Miller said the North Vietnamese advance was slowed considerably by Ripley.

"A lot of people think South Vietnam would have gone under in '72 had he not stopped them," Miller said.

Ray Madonna, president of the U.S. Naval Academy's 1962 graduating class, served in Vietnam as a Marine at the same time and said his classmate saved countless U.S. and South Vietnamese troops.

"They would have been wrecked" if the tanks had crossed, Madonna said. He said Ripley also coordinated naval gunfire that stopped the tanks from crossing at a shallower point downstream.

"He was a Marine's Marine, respected, highly respected by enlisted men, by his peers and by his seniors," Madonna said.

Miller said Ripley, who was born in Radford, Virginia, descended from a long line of veterans going back to the Revolutionary War. He graduated from the Naval Academy in 1962, after enlisting in the Marines out of high school and spending a year in naval school in Newport, Rhode Island.

He earned the "Quad Body" distinction for making it through four of the toughest military training programs in the world: the Army Rangers, Marine reconnaissance, Army Airborne and Britain's Royal Marines, Miller said. He was also the only Marine to be inducted in the U.S. Army Ranger Hall of Fame.

Ripley earned the Navy Cross and Silver Star for his service in Vietnam.
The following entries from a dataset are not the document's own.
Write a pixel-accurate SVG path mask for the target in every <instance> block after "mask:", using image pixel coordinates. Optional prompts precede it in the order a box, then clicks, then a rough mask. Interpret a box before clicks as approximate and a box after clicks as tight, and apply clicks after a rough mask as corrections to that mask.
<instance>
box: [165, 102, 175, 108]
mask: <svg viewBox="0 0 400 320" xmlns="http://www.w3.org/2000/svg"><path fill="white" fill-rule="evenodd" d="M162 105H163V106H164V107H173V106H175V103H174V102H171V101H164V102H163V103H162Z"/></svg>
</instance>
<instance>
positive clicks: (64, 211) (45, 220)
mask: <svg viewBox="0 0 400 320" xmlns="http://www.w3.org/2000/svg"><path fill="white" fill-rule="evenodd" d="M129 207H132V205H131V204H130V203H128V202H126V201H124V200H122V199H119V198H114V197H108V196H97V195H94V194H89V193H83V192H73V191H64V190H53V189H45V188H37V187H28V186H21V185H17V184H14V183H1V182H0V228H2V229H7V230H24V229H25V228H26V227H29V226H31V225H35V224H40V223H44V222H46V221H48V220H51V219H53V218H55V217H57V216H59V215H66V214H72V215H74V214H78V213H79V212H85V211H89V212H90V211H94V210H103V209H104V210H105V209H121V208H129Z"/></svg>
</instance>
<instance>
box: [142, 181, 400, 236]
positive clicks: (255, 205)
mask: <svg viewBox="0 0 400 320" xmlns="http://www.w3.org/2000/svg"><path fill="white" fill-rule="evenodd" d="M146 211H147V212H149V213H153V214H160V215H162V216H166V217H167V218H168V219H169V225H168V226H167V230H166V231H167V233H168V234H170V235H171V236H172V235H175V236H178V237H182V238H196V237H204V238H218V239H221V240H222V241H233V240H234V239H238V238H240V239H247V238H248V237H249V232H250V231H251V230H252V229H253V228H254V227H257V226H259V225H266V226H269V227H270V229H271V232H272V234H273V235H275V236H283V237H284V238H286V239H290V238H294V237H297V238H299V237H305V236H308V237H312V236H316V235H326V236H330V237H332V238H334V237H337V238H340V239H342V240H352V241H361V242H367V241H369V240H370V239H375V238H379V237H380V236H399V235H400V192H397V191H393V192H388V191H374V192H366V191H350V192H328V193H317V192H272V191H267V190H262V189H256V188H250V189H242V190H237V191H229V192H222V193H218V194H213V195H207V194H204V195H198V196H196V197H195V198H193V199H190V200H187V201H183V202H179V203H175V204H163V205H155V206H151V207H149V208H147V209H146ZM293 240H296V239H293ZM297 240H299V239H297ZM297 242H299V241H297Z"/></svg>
He later served on the Joint Chiefs of Staff and was regimental commander at Camp Lejeune, North Carolina, among other postings.

After retiring from the Marines, he was president and chancellor of Southern Virginia College in Lexington, Virginia.
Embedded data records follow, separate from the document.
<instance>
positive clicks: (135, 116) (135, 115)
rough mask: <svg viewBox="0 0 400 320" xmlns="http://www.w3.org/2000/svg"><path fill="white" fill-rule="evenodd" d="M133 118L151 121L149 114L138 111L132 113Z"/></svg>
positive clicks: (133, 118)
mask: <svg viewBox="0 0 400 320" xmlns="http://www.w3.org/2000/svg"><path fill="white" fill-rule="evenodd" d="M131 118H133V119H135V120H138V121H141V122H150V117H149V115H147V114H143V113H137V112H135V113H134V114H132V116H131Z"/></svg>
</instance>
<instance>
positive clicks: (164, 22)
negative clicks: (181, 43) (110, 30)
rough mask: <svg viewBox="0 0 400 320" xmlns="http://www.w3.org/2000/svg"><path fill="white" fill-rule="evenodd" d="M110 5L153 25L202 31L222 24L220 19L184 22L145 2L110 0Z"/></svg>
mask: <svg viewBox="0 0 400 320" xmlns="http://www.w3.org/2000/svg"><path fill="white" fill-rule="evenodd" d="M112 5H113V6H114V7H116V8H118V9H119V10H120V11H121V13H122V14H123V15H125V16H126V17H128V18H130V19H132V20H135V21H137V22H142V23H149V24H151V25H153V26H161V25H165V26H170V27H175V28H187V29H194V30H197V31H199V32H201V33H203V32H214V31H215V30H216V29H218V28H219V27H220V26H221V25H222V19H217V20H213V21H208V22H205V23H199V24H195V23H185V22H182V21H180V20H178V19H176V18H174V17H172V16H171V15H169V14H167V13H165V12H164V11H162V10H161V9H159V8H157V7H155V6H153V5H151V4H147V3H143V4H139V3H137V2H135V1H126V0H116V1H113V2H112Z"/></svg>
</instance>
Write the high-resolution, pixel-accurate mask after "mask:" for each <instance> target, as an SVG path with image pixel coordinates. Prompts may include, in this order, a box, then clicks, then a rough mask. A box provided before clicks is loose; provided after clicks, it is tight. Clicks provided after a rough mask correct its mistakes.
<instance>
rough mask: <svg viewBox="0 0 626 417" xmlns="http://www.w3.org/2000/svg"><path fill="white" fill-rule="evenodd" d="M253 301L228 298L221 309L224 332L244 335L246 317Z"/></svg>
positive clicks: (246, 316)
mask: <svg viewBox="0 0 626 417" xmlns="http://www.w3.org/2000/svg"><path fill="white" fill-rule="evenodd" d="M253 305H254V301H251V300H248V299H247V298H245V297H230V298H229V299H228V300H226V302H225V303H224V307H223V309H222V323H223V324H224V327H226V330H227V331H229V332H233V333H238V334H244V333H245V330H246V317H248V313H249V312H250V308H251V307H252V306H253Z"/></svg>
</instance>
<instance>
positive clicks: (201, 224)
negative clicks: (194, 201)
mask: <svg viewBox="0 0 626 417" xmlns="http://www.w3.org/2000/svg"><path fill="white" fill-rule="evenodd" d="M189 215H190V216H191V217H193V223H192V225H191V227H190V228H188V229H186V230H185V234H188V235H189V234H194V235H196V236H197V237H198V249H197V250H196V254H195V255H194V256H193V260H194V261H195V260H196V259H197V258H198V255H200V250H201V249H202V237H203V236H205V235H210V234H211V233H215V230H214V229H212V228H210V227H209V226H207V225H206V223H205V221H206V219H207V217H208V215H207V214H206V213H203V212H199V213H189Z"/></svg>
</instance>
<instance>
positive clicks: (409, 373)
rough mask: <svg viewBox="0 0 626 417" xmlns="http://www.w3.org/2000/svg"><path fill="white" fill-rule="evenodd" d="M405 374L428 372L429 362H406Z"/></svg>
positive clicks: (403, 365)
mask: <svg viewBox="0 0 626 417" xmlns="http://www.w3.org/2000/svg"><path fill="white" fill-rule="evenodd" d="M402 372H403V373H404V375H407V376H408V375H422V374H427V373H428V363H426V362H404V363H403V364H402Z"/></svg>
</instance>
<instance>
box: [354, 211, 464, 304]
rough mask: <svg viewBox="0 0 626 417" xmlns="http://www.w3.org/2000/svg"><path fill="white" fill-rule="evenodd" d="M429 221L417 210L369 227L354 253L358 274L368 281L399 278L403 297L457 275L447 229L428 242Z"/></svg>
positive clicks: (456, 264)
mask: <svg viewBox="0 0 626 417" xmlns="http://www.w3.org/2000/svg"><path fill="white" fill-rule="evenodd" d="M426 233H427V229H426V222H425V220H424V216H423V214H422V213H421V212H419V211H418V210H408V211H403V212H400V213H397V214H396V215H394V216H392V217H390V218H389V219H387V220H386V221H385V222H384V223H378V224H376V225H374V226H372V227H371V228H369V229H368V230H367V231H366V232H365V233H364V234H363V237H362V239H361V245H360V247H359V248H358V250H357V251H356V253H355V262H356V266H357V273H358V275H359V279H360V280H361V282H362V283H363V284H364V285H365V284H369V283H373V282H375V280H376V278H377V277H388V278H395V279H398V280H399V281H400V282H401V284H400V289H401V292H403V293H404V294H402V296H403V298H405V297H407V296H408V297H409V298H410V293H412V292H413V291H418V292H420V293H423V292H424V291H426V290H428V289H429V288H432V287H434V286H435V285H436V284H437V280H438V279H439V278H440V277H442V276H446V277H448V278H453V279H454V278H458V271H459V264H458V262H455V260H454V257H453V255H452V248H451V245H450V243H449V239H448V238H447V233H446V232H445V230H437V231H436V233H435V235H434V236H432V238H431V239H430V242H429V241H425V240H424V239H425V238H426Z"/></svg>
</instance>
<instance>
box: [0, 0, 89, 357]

Stephen Ripley said his father had a deep and tenacious love for his country, the Marine Corps and his family.

"My Dad never quit anything and never went halfway on anything in his life," he said. "He just was a full-throttle kind of person and those people that he cared about, he really cared about."

Ripley is survived by his wife, Moline B. Ripley, 67; three sons, Stephen Ripley, 43, Thomas Ripley, 38, and John Ripley, 35; a daughter, Mary Ripley, 39; and eight grandchildren.